WOODBURN — A focus group has begun examining architectural standards for an update to the Woodburn Development Ordinance (WDO).
 
The ordinance, which establishes detailed standards for building and development in Woodburn, has been criticized in the past as being too rigid. The goal of the nine-member group is to simplify the ordinance and make it more “user-friendly.”
 
Members have been working through the document section by section.
 
“We’re concerned about landscape standards,” said Jim Hendryx, community development director. “When new buildings go in, what do they have to plant? How pretty does it have to be?
 
“Now we’re going through the architectural standards. When you build a building, what does it have to look like?”
 
Eventually the group, which was appointed this spring by the mayor and confirmed by council, will get into land use.
 
The idea of the update is to change existing standards to meet the city’s current needs.

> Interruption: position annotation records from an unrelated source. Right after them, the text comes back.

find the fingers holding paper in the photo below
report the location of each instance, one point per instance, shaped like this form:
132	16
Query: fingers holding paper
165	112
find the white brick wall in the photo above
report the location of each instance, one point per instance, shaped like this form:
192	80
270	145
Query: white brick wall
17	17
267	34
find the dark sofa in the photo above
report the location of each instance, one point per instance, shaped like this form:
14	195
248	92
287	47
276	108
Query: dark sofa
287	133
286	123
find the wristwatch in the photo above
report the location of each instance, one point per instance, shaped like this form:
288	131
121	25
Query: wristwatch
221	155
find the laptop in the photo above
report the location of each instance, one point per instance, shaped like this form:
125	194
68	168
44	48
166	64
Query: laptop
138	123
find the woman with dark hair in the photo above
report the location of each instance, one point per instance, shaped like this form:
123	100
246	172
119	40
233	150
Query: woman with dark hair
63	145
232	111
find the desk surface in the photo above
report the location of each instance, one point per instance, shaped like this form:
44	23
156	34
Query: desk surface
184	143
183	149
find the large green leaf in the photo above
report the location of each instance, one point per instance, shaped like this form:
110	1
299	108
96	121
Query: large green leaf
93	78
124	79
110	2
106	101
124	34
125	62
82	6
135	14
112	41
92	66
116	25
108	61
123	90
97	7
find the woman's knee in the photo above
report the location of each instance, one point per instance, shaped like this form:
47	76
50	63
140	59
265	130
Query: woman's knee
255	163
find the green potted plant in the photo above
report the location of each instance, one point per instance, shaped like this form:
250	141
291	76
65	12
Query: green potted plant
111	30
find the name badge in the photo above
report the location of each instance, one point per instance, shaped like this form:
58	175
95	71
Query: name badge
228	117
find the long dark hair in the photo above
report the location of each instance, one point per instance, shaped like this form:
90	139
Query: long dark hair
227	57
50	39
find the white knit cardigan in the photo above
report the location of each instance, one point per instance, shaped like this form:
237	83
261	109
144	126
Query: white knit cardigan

“Right now, to build a house in the community … you have to meet (a number of) design standards,” he said.
 
“You have to have the roof which has to be a certain pitch. You have to have so much of the house glass. You have to have a front porch that has to be so big. You’ve got to have some articulation in the building, like in dormer windows and things. You can’t have a flat roof.”
 
The group may decide to change standards around the edges of the city or in new subdivisions, he said.
 
“So if they want to do a flat roof, for instance, they could,” he said. “Currently flat roofs aren’t allowed it the city, period.”
 
The bottom line, Hendryx said, is the group must come up with a way to make the document easier to use.
 
“The WDO is a very complicated ordinance and it’s difficult for the public … to understand,” he said. “… You can’t pick it up and read it a go, ‘oh, I can do this?’ You have to read multiple sections of it.”
 
In some cases, he said, people have to read two or three chapters to get the answer to a question.
 
“And then when you get the answer, I’m scratching my head going, ‘is that (really) the answer?’”
The document is separate from the Downtown Development Plan, which is also being updated.
 
Besides being broader in geographical scope, Hendryx said the WDO is an immediate document covering specific details. The downtown plan, by contrast, paints a general picture of the future and outlines ways to get there.
 
He called the latter a “vision document.”
 
After the WDO group completes its review, a period of community outreach and public feedback will begin.